As a mother of three who had her first child as a teenager, Alicia Fout faced some significant financial struggles, sometimes picking and choosing which bills to pay each month.
“Study and work and trying to balance everything — it was always one of those ‘fun games,’” he said.
But with the recent expansion of free early childhood education, he was able to enroll her in pre-kindergarten for 3 years, which he could not do with his other kids and which financially saved him and his family.
“He really brought a lot of money back into our house so we could pay the bills and not stay,” he said. “I can’t just pay the bills and still have a little extra for the kids and do things they enjoy and put money into their savings.”
Fout and his family joined more than 100 people – community advocates, education officials, state legislators and the governor – in the Albuquerque Valley on Wednesday afternoon to strengthen support for constitutional amendment 1, which funds early childhood education by nearly $150 million in the next two years.
The amendment, which is to be decided by voters next week, would increase the annual distribution from the permanent school fund by 1.25 percentage points to 6.25%. Sixty percent of that would go to early childhood education and the rest would go to the instruction of “at-risk” students.
For the fiscal year beginning next summer, that added an estimated $140 million for early childhood education and another $90 million for public schools. They are not quantitative, though, and will vary over the years.
Early childhood education helps students all the way down the line, Gov. Michelle Lujan Grisham said, adding that discussions about how to negotiate more money for early childhood education from the ongoing school fund — which has been going on for more than a decade — have progressed “for a very long time.”

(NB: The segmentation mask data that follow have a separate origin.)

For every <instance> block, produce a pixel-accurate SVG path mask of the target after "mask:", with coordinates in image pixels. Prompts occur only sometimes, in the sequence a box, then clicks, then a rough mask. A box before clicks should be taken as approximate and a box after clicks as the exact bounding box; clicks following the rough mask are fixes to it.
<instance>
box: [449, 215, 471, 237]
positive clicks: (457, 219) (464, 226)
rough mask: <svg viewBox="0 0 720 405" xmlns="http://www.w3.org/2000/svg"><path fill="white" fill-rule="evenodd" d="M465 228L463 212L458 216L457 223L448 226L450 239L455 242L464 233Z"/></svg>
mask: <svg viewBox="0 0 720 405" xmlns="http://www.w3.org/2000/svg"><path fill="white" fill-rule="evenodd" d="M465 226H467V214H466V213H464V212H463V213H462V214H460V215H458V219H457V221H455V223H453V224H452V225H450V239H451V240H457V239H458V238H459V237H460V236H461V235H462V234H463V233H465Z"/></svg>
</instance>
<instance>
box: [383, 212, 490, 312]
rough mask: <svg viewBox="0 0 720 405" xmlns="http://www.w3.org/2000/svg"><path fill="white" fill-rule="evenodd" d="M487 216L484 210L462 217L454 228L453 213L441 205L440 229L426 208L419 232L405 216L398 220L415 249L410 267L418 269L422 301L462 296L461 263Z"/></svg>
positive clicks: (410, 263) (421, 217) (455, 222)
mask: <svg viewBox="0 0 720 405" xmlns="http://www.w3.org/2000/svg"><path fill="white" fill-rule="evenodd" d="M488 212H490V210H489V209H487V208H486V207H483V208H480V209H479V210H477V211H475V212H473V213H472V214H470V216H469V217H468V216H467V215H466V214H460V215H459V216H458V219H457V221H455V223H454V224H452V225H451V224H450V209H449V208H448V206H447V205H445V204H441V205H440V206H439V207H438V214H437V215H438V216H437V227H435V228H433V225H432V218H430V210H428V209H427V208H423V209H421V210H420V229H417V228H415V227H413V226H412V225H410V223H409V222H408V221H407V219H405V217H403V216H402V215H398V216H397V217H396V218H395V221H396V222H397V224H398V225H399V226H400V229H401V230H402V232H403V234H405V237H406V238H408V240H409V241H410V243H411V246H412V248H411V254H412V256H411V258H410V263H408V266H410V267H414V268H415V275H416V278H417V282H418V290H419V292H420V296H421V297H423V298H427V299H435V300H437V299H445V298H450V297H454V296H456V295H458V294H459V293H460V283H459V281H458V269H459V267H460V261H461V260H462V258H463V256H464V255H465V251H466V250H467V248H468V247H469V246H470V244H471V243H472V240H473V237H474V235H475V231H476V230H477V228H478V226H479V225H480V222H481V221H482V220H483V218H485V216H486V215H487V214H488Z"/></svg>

“If we had done this 20 years ago, we would have been in the top 10, 15 states, I believe, in terms of educational outcomes,” he said in an interview. “You start earlier with kids and their families, the whole family structure is improved, and they do better in school.”
Some lawmakers and economists note that the amendment would mean less money in the long run — potentially 20 years from now — than if the distribution rate were left at 5%.

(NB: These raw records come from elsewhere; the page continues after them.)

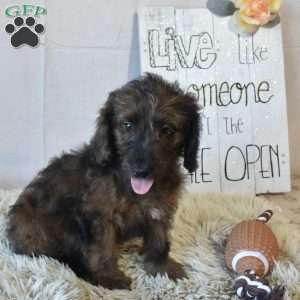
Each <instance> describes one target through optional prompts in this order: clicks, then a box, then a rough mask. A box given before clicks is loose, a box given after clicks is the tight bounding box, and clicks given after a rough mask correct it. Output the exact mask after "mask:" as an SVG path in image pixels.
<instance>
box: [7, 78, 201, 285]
mask: <svg viewBox="0 0 300 300" xmlns="http://www.w3.org/2000/svg"><path fill="white" fill-rule="evenodd" d="M199 123H200V122H199V109H198V105H197V103H196V100H195V99H194V98H193V97H192V96H191V95H188V94H185V93H184V92H183V91H182V90H181V89H179V87H178V86H177V85H175V84H170V83H168V82H166V81H164V80H163V79H162V78H161V77H159V76H157V75H153V74H146V75H145V76H144V77H141V78H138V79H136V80H133V81H131V82H129V83H127V84H126V85H125V86H123V87H122V88H120V89H118V90H115V91H113V92H112V93H110V95H109V97H108V100H107V101H106V103H105V105H104V107H103V108H102V109H101V110H100V114H99V118H98V120H97V128H96V132H95V134H94V136H93V137H92V138H91V140H90V142H89V143H88V144H87V145H84V146H83V147H82V148H81V149H80V150H78V151H71V152H70V153H64V154H62V155H61V156H60V157H58V158H54V159H53V160H52V161H51V162H50V164H49V165H48V166H47V167H46V168H45V169H43V170H42V171H40V172H39V173H38V175H37V176H36V177H35V178H34V179H33V181H32V182H31V183H30V184H29V185H28V186H27V187H26V188H25V189H24V191H23V192H22V193H21V195H20V196H19V199H18V200H17V202H16V204H15V205H14V206H13V207H12V208H11V210H10V213H9V220H8V230H7V234H8V238H9V240H10V242H11V245H12V247H13V249H14V251H15V252H16V253H19V254H26V255H46V256H51V257H54V258H56V259H58V260H59V261H61V262H64V263H66V264H68V265H69V266H70V267H71V268H72V269H73V270H74V272H75V273H76V274H77V275H78V276H80V277H82V278H84V279H86V280H88V281H90V282H91V283H93V284H100V285H102V286H104V287H106V288H110V289H114V288H121V289H128V288H130V279H129V278H127V277H126V276H125V275H124V274H123V273H122V272H121V271H120V270H119V269H118V266H117V255H118V245H120V243H122V242H124V241H126V240H128V239H130V238H133V237H142V239H143V256H144V262H145V264H144V265H145V269H146V271H147V272H149V273H150V274H152V275H155V274H157V273H167V274H168V276H169V277H170V278H172V279H177V278H182V277H185V273H184V270H183V268H182V266H181V265H180V264H179V263H177V262H175V261H174V260H172V259H171V258H169V250H170V242H169V239H168V231H169V229H170V226H171V223H172V217H173V215H174V212H175V210H176V204H177V198H178V196H179V192H180V188H181V186H182V182H183V175H182V174H181V168H180V161H181V160H182V159H181V157H182V158H183V165H184V167H185V168H186V169H187V170H188V171H189V172H192V171H194V170H195V169H196V167H197V150H198V144H199V129H200V128H199Z"/></svg>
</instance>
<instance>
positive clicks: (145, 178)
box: [131, 178, 154, 195]
mask: <svg viewBox="0 0 300 300" xmlns="http://www.w3.org/2000/svg"><path fill="white" fill-rule="evenodd" d="M153 182H154V180H153V179H151V178H131V186H132V188H133V190H134V192H135V193H136V194H139V195H144V194H147V193H148V192H149V191H150V189H151V186H152V184H153Z"/></svg>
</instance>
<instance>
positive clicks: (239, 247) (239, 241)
mask: <svg viewBox="0 0 300 300" xmlns="http://www.w3.org/2000/svg"><path fill="white" fill-rule="evenodd" d="M271 216H272V212H271V211H266V212H264V213H263V214H261V215H260V216H259V217H258V218H257V219H256V220H247V221H243V222H241V223H239V224H238V225H236V226H235V227H234V228H233V230H232V233H231V235H230V236H229V239H228V241H227V245H226V250H225V260H226V264H227V266H228V268H230V269H231V270H234V271H236V272H237V273H239V274H242V273H244V272H245V271H247V270H253V271H254V272H255V274H256V275H258V276H265V275H266V274H267V273H268V272H269V271H270V270H271V269H272V267H273V264H274V260H276V259H277V258H278V255H279V248H278V243H277V240H276V238H275V236H274V234H273V232H272V231H271V229H270V228H269V227H268V226H267V225H266V224H265V223H266V222H267V221H268V220H269V219H270V218H271Z"/></svg>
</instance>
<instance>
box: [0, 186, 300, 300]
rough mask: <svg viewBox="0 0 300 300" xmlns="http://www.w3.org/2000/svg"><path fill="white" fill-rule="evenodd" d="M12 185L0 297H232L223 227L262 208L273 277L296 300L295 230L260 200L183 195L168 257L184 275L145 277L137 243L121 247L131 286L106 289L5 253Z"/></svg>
mask: <svg viewBox="0 0 300 300" xmlns="http://www.w3.org/2000/svg"><path fill="white" fill-rule="evenodd" d="M18 194H19V191H17V190H14V191H0V299H1V300H2V299H3V300H4V299H5V300H12V299H14V300H15V299H26V300H27V299H28V300H29V299H35V300H37V299H41V300H45V299H51V300H75V299H82V300H83V299H84V300H85V299H120V300H121V299H122V300H123V299H125V300H130V299H143V300H148V299H163V300H168V299H170V300H171V299H172V300H174V299H187V300H192V299H236V298H235V296H234V295H233V293H232V279H233V277H234V274H232V273H231V272H229V271H228V270H227V269H226V267H225V265H224V257H223V252H224V241H225V239H226V236H227V235H228V233H229V232H230V229H231V228H232V226H233V225H234V224H236V223H237V222H239V221H241V220H243V219H246V218H255V217H256V216H257V215H258V214H260V213H261V212H262V211H264V210H265V209H267V208H272V209H273V210H274V211H275V214H274V216H273V218H272V220H271V221H270V223H269V225H270V226H271V227H272V229H273V231H274V233H275V235H276V236H277V238H278V241H279V244H280V248H281V257H280V260H279V262H278V264H277V265H276V267H275V269H274V271H273V273H272V275H271V276H269V279H270V280H271V282H272V283H276V282H279V283H281V284H284V285H285V286H286V287H287V290H288V292H287V293H286V296H285V299H293V300H297V299H298V300H299V299H300V233H299V232H298V228H297V227H296V226H295V225H293V224H291V222H290V221H289V220H288V219H286V218H285V217H284V216H283V215H282V213H281V212H280V209H279V208H274V207H270V204H269V202H267V201H266V200H265V199H263V198H254V199H247V198H240V197H229V196H222V195H215V196H209V195H207V196H195V195H194V196H192V195H185V196H184V197H183V199H182V201H181V202H180V205H179V209H178V212H177V215H176V218H175V224H174V230H173V231H172V233H171V236H172V251H171V255H172V256H173V257H174V258H175V259H177V260H178V261H180V262H182V263H183V264H184V266H185V269H186V272H187V274H188V276H189V279H186V280H183V281H180V282H178V283H174V282H173V281H170V280H169V279H168V278H167V277H160V276H157V277H156V278H153V277H151V276H147V275H146V274H145V272H144V270H143V265H142V261H141V259H140V257H139V255H138V254H137V253H136V247H137V246H138V241H135V242H133V243H131V244H130V245H128V246H127V247H125V248H124V254H123V255H122V257H121V258H120V260H119V263H120V267H121V268H122V269H123V270H124V271H125V272H126V273H127V274H128V275H130V276H131V277H132V279H133V289H132V291H121V290H115V291H110V290H106V289H104V288H102V287H100V286H99V287H96V286H92V285H90V284H88V283H87V282H85V281H83V280H80V279H79V278H77V277H76V276H75V274H74V273H73V272H72V271H71V270H70V269H69V268H68V267H66V266H63V265H62V264H60V263H58V262H57V261H55V260H53V259H49V258H47V257H39V258H29V257H24V256H18V255H15V254H13V253H12V252H11V250H10V249H9V245H8V242H7V240H6V238H5V223H6V214H7V211H8V209H9V206H10V205H11V204H13V203H14V201H15V200H16V198H17V196H18Z"/></svg>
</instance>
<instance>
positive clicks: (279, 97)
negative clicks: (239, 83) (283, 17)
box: [248, 25, 291, 193]
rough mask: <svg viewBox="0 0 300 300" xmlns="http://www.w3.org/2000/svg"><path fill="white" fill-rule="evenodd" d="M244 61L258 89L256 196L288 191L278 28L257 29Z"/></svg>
mask: <svg viewBox="0 0 300 300" xmlns="http://www.w3.org/2000/svg"><path fill="white" fill-rule="evenodd" d="M252 46H253V47H252V50H251V56H252V59H251V60H249V61H248V65H249V70H250V78H251V81H253V82H256V83H257V85H258V95H257V101H259V102H258V104H257V105H255V106H254V107H253V111H252V118H253V124H254V128H253V137H254V144H253V146H252V147H251V148H252V149H251V150H252V151H253V152H255V158H254V161H255V160H258V162H259V163H258V162H257V163H255V164H254V166H255V183H256V193H269V192H271V193H278V192H288V191H290V189H291V182H290V164H289V147H288V134H287V132H288V128H287V111H286V101H285V99H286V92H285V80H284V66H283V50H282V38H281V26H280V25H279V26H276V27H275V28H273V29H272V30H269V29H264V28H261V29H260V30H259V31H258V32H257V34H255V36H254V38H253V45H252Z"/></svg>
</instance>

Others argued that the amendment is not needed, as state legislators have made significant investments in early childhood education in recent years.

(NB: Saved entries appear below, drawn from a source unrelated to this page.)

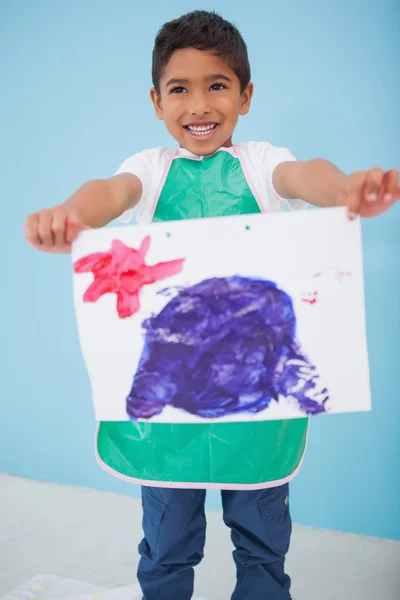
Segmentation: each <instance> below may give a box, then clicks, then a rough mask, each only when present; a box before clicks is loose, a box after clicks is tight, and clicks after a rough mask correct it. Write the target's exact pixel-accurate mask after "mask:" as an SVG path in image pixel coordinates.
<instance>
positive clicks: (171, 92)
mask: <svg viewBox="0 0 400 600" xmlns="http://www.w3.org/2000/svg"><path fill="white" fill-rule="evenodd" d="M185 92H186V93H187V90H185V88H183V87H182V86H180V87H177V88H172V90H170V92H169V93H170V94H183V93H185Z"/></svg>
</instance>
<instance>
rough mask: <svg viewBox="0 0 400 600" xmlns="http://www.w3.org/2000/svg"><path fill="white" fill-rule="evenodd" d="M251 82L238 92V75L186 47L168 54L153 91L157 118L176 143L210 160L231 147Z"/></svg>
mask: <svg viewBox="0 0 400 600" xmlns="http://www.w3.org/2000/svg"><path fill="white" fill-rule="evenodd" d="M252 93H253V84H251V83H249V85H248V86H247V88H246V89H245V90H244V91H243V92H242V93H241V92H240V82H239V79H238V77H237V75H236V74H235V73H234V72H233V71H232V70H231V69H230V68H229V67H228V65H227V64H226V63H225V62H224V61H223V60H222V59H221V58H218V57H217V56H215V55H214V54H212V53H210V52H204V51H201V50H195V49H194V48H185V49H183V50H177V51H176V52H174V54H173V55H172V56H171V58H170V61H169V63H168V65H167V66H166V68H165V71H164V73H163V76H162V77H161V80H160V95H158V94H157V92H156V90H155V89H154V88H153V89H152V90H151V99H152V101H153V104H154V107H155V110H156V115H157V117H158V118H159V119H161V120H163V121H164V122H165V125H166V127H167V129H168V131H169V133H170V134H171V135H172V137H174V138H175V140H176V141H177V142H178V143H179V145H180V146H181V147H183V148H186V149H187V150H189V151H190V152H192V153H193V154H199V155H201V156H208V155H210V154H213V153H214V152H216V151H217V150H218V148H221V147H222V146H231V145H232V133H233V130H234V129H235V127H236V124H237V121H238V118H239V115H245V114H247V113H248V111H249V108H250V101H251V97H252Z"/></svg>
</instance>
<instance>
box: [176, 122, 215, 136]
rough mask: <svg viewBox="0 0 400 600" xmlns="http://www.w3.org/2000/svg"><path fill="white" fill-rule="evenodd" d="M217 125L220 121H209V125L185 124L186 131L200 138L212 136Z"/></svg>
mask: <svg viewBox="0 0 400 600" xmlns="http://www.w3.org/2000/svg"><path fill="white" fill-rule="evenodd" d="M217 127H218V123H207V125H184V129H186V131H188V132H189V133H190V134H191V135H193V136H195V137H199V138H204V137H208V136H210V135H211V134H212V133H213V132H214V131H215V129H216V128H217Z"/></svg>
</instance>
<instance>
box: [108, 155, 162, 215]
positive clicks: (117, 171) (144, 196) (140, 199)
mask: <svg viewBox="0 0 400 600" xmlns="http://www.w3.org/2000/svg"><path fill="white" fill-rule="evenodd" d="M152 162H153V161H152V153H151V150H144V151H143V152H138V153H137V154H134V155H133V156H130V157H129V158H127V159H126V160H124V162H123V163H122V164H121V166H120V167H119V168H118V169H117V171H116V172H115V173H114V175H120V174H121V173H131V174H132V175H136V177H138V179H140V181H141V184H142V196H141V199H140V201H139V203H138V204H137V205H136V206H135V207H134V208H131V209H129V210H126V211H125V212H124V213H122V215H121V216H120V217H118V220H119V221H121V223H129V222H130V220H131V219H132V216H133V214H134V213H135V212H136V211H137V209H138V208H139V206H140V205H142V204H143V203H145V202H146V200H147V198H148V196H149V192H150V189H151V177H152Z"/></svg>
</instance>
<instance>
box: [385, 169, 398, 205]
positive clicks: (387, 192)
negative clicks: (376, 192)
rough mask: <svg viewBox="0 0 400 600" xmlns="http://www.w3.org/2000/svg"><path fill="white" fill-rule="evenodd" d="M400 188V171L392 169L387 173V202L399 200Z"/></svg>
mask: <svg viewBox="0 0 400 600" xmlns="http://www.w3.org/2000/svg"><path fill="white" fill-rule="evenodd" d="M398 189H399V172H398V170H397V169H391V170H390V171H387V172H386V173H385V189H384V195H383V201H384V202H385V203H389V202H392V200H397V194H398Z"/></svg>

That includes a dedicated trust fund that an Early Childhood Education and Care Department spokesman said was currently under $2 billion, and this year saw the distribution of about $30 million.
On the state of the economic laws the Committee also previously discussed among the declining birth rates, the primary education services and the competition between the providers spread, the funding went unusual in some cases.
According to LFC’s report from August, that includes pre-kindergarten services and a statewide Start program. That program provides comprehensive early education, nutrition and other health care services to families at or below the poverty line, and is largely federally funded.
But more money is needed for early childhood education and services, said Early Childhood Secretary Elizabeth Groginsky, because services currently do not match the needs or the quality needed for New Mexico families.
While some school districts are overwhelmed with providers, some are far below where they need to be, Groginsky said, pointing out that the department only meets about 10% of the needs of families who want or require home visits.
“For decades, for generations – and not just in New Mexico, across the country,” he said, adding that the amendment would “provide stable and predictable funding.”